Multinomial Logistic Regression: Python Example¶

In this example, we will

Fit a multinomial logistic regression model to predict which digit (0 to 9) an image represents.
Adjust hyperparameters to optimize the performance of our model on an Approximate Leave-one-out Cross-validation of the training data set.
Use Approximate Leave-one-out Cross-validation to identify outliers in the training data set.

Note

We assume the reader already has a basic understanding of logistic regression and approximate leave-one-out cross-validation. If not, see Logistic Regression: The Definitive Guide.

Taking a Look at the Digits Data Set¶

Let’s begin with a quick analysis of the data set.

The digits data set comes packaged with sklearn. To load it, we can run

from sklearn.datasets import load_digits

X, y = load_digits(return_X_y = True)

The data set contains 1797 entries. Each entry consists of the values of a 8x8 pixel hand-written image of a digit along with its label identifying which number it’s suppose to represent (0 through 9).

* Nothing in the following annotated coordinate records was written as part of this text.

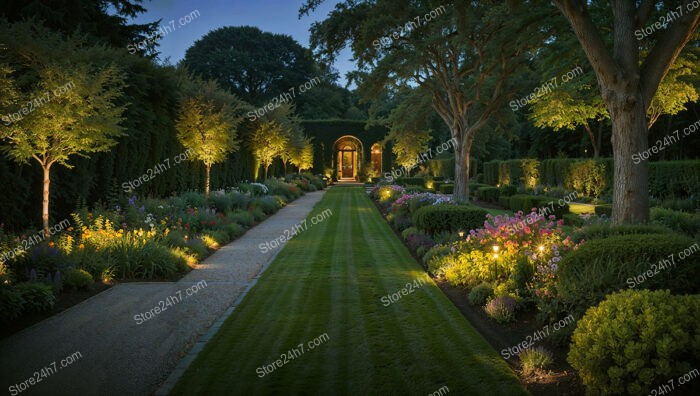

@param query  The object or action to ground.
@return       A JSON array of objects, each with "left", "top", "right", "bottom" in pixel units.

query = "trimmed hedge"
[
  {"left": 568, "top": 290, "right": 700, "bottom": 395},
  {"left": 475, "top": 187, "right": 501, "bottom": 202},
  {"left": 484, "top": 158, "right": 700, "bottom": 199},
  {"left": 440, "top": 183, "right": 455, "bottom": 194},
  {"left": 428, "top": 158, "right": 479, "bottom": 179},
  {"left": 508, "top": 194, "right": 569, "bottom": 219},
  {"left": 649, "top": 160, "right": 700, "bottom": 198},
  {"left": 396, "top": 177, "right": 425, "bottom": 187},
  {"left": 651, "top": 208, "right": 700, "bottom": 236},
  {"left": 571, "top": 224, "right": 672, "bottom": 243},
  {"left": 469, "top": 183, "right": 491, "bottom": 197},
  {"left": 557, "top": 234, "right": 700, "bottom": 313},
  {"left": 498, "top": 185, "right": 518, "bottom": 197},
  {"left": 562, "top": 213, "right": 586, "bottom": 227},
  {"left": 594, "top": 205, "right": 612, "bottom": 217},
  {"left": 413, "top": 205, "right": 488, "bottom": 235},
  {"left": 484, "top": 161, "right": 501, "bottom": 186}
]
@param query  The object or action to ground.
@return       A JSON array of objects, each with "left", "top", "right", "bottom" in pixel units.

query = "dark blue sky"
[{"left": 135, "top": 0, "right": 354, "bottom": 85}]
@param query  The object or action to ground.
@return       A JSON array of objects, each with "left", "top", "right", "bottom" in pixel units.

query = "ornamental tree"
[
  {"left": 554, "top": 0, "right": 700, "bottom": 224},
  {"left": 175, "top": 81, "right": 244, "bottom": 197},
  {"left": 300, "top": 0, "right": 553, "bottom": 201},
  {"left": 0, "top": 60, "right": 125, "bottom": 237},
  {"left": 248, "top": 121, "right": 289, "bottom": 180}
]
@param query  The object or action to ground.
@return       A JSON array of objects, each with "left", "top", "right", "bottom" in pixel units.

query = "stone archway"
[{"left": 333, "top": 135, "right": 364, "bottom": 181}]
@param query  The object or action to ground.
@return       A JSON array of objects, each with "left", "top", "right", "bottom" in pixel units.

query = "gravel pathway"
[{"left": 0, "top": 191, "right": 324, "bottom": 395}]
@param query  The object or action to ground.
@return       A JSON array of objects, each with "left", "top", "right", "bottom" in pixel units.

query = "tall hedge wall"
[
  {"left": 0, "top": 57, "right": 254, "bottom": 231},
  {"left": 428, "top": 158, "right": 479, "bottom": 179},
  {"left": 484, "top": 158, "right": 700, "bottom": 198}
]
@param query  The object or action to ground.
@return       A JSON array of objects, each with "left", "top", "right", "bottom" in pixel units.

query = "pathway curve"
[{"left": 0, "top": 191, "right": 324, "bottom": 395}]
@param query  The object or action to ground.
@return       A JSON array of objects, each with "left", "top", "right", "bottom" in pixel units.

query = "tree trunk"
[
  {"left": 608, "top": 96, "right": 649, "bottom": 224},
  {"left": 41, "top": 164, "right": 51, "bottom": 238},
  {"left": 204, "top": 165, "right": 211, "bottom": 198},
  {"left": 452, "top": 134, "right": 471, "bottom": 202}
]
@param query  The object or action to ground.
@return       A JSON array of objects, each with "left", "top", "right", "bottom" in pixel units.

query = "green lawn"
[{"left": 173, "top": 187, "right": 527, "bottom": 395}]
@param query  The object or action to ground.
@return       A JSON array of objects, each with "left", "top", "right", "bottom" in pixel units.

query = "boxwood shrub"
[
  {"left": 557, "top": 233, "right": 700, "bottom": 314},
  {"left": 571, "top": 224, "right": 672, "bottom": 243},
  {"left": 469, "top": 183, "right": 491, "bottom": 197},
  {"left": 651, "top": 208, "right": 700, "bottom": 236},
  {"left": 595, "top": 205, "right": 612, "bottom": 217},
  {"left": 63, "top": 268, "right": 95, "bottom": 290},
  {"left": 508, "top": 194, "right": 569, "bottom": 219},
  {"left": 15, "top": 282, "right": 56, "bottom": 312},
  {"left": 413, "top": 205, "right": 487, "bottom": 235},
  {"left": 440, "top": 183, "right": 455, "bottom": 194},
  {"left": 498, "top": 184, "right": 518, "bottom": 197},
  {"left": 476, "top": 187, "right": 501, "bottom": 202},
  {"left": 563, "top": 213, "right": 586, "bottom": 227},
  {"left": 568, "top": 290, "right": 700, "bottom": 395},
  {"left": 396, "top": 177, "right": 425, "bottom": 187}
]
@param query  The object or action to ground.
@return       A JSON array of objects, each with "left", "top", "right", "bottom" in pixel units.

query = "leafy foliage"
[{"left": 568, "top": 290, "right": 700, "bottom": 395}]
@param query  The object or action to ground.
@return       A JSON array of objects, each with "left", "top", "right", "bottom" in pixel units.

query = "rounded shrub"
[
  {"left": 484, "top": 296, "right": 516, "bottom": 323},
  {"left": 413, "top": 205, "right": 487, "bottom": 234},
  {"left": 568, "top": 290, "right": 700, "bottom": 395},
  {"left": 15, "top": 282, "right": 56, "bottom": 312},
  {"left": 651, "top": 208, "right": 700, "bottom": 236},
  {"left": 476, "top": 187, "right": 501, "bottom": 202},
  {"left": 518, "top": 346, "right": 554, "bottom": 375},
  {"left": 467, "top": 282, "right": 493, "bottom": 307},
  {"left": 0, "top": 285, "right": 26, "bottom": 322},
  {"left": 565, "top": 224, "right": 672, "bottom": 243},
  {"left": 63, "top": 268, "right": 95, "bottom": 290},
  {"left": 556, "top": 234, "right": 700, "bottom": 313}
]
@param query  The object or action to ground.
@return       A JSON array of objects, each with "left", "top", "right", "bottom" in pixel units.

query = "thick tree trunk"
[
  {"left": 204, "top": 165, "right": 211, "bottom": 198},
  {"left": 41, "top": 165, "right": 51, "bottom": 238},
  {"left": 608, "top": 94, "right": 649, "bottom": 224},
  {"left": 452, "top": 134, "right": 471, "bottom": 202}
]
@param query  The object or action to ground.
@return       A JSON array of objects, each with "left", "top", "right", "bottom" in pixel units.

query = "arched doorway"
[
  {"left": 370, "top": 143, "right": 382, "bottom": 177},
  {"left": 334, "top": 135, "right": 363, "bottom": 181}
]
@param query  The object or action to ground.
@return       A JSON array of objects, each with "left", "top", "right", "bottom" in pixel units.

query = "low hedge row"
[
  {"left": 650, "top": 208, "right": 700, "bottom": 236},
  {"left": 557, "top": 233, "right": 700, "bottom": 313},
  {"left": 475, "top": 187, "right": 501, "bottom": 202},
  {"left": 508, "top": 194, "right": 569, "bottom": 219},
  {"left": 571, "top": 224, "right": 672, "bottom": 243},
  {"left": 484, "top": 158, "right": 700, "bottom": 198},
  {"left": 568, "top": 290, "right": 700, "bottom": 395},
  {"left": 440, "top": 183, "right": 455, "bottom": 194},
  {"left": 413, "top": 205, "right": 487, "bottom": 235}
]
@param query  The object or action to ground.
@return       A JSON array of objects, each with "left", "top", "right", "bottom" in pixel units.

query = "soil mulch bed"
[
  {"left": 372, "top": 200, "right": 585, "bottom": 396},
  {"left": 0, "top": 282, "right": 114, "bottom": 340}
]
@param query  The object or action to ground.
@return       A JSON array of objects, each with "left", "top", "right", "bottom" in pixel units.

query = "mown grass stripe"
[{"left": 173, "top": 188, "right": 525, "bottom": 395}]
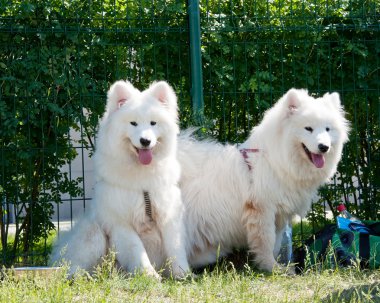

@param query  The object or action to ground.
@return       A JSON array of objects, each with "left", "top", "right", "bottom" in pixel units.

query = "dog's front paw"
[
  {"left": 272, "top": 263, "right": 296, "bottom": 276},
  {"left": 143, "top": 267, "right": 162, "bottom": 281},
  {"left": 171, "top": 266, "right": 193, "bottom": 280}
]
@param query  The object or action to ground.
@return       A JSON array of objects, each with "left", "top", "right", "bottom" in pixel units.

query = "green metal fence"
[{"left": 0, "top": 0, "right": 380, "bottom": 265}]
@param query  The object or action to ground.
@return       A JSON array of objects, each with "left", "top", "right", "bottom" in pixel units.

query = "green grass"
[{"left": 0, "top": 261, "right": 380, "bottom": 303}]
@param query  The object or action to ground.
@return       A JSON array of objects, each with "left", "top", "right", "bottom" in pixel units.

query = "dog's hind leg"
[
  {"left": 243, "top": 201, "right": 280, "bottom": 271},
  {"left": 160, "top": 216, "right": 190, "bottom": 279},
  {"left": 52, "top": 219, "right": 107, "bottom": 277}
]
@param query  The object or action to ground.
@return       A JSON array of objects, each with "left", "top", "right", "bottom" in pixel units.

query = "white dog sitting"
[{"left": 52, "top": 81, "right": 189, "bottom": 278}]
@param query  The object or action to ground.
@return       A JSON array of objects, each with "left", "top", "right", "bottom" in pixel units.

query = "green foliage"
[
  {"left": 0, "top": 0, "right": 380, "bottom": 264},
  {"left": 0, "top": 0, "right": 190, "bottom": 264},
  {"left": 201, "top": 0, "right": 380, "bottom": 222}
]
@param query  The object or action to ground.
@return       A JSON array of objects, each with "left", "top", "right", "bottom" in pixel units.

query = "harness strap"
[
  {"left": 143, "top": 191, "right": 153, "bottom": 221},
  {"left": 239, "top": 148, "right": 260, "bottom": 170}
]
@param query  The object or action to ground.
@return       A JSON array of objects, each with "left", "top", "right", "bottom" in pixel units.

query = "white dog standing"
[
  {"left": 52, "top": 81, "right": 189, "bottom": 278},
  {"left": 179, "top": 89, "right": 348, "bottom": 271}
]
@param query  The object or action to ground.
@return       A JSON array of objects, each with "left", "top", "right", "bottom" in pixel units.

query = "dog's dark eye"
[{"left": 305, "top": 126, "right": 313, "bottom": 132}]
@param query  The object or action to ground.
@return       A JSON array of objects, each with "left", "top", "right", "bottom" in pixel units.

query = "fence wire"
[{"left": 0, "top": 0, "right": 380, "bottom": 265}]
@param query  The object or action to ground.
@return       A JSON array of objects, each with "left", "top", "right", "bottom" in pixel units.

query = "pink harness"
[{"left": 239, "top": 148, "right": 260, "bottom": 170}]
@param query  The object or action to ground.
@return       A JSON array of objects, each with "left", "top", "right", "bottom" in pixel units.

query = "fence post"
[{"left": 188, "top": 0, "right": 204, "bottom": 125}]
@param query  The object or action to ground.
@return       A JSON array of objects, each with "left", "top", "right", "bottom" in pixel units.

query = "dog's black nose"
[
  {"left": 140, "top": 138, "right": 150, "bottom": 147},
  {"left": 318, "top": 144, "right": 329, "bottom": 153}
]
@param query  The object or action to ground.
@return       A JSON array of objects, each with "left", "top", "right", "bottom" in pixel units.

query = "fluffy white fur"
[
  {"left": 178, "top": 89, "right": 348, "bottom": 271},
  {"left": 52, "top": 81, "right": 189, "bottom": 278}
]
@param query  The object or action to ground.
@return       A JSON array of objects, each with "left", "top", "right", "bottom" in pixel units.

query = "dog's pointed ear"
[
  {"left": 285, "top": 88, "right": 301, "bottom": 114},
  {"left": 106, "top": 80, "right": 138, "bottom": 113},
  {"left": 149, "top": 81, "right": 178, "bottom": 116}
]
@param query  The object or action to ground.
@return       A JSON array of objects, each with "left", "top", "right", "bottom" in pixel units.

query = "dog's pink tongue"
[
  {"left": 138, "top": 149, "right": 153, "bottom": 165},
  {"left": 311, "top": 153, "right": 325, "bottom": 168}
]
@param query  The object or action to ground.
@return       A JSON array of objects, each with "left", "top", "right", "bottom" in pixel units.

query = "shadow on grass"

Let’s count the number of instances of each digit and compute the distribution.

from collections import defaultdict

counts = defaultdict(int)
for yi in y:
    counts[yi] += 1
print('digit','\t', 'percentage')
for i in range(10):
    percentage = counts[i] / len(y) * 100.0
    print(i,'\t', '%.2f' % percentage)

This gives the table

Digit	Percentage
0	9.91
1	10.13
2	9.85
3	10.18
4	10.07
5	10.13
6	10.07
7	9.96
8	9.68
9	10.02

This shows us that the data set is close to being equally distributed.

Next, let’s use matplotlib to take a look at some example entries. We’ll randomly select 25 of the images and display the digits in a grid.

import numpy as np
import matplotlib.pyplot as plt

fig = plt.figure(figsize=(6, 6))
columns = 5
rows = 5
np.random.seed(0)
indexes = np.random.randint(len(y), size=columns*rows)
for i, index in enumerate(indexes):
    ax = fig.add_subplot(rows, columns, i+1)
    ax.matshow(X[index].reshape(8, 8))
    ax.set_title(str(y[index]))
    ax.get_xaxis().set_visible(False)
    ax.get_yaxis().set_visible(False)
fig.tight_layout()

This displays

We can see how pixelated and difficult to distinguish some of the digits are.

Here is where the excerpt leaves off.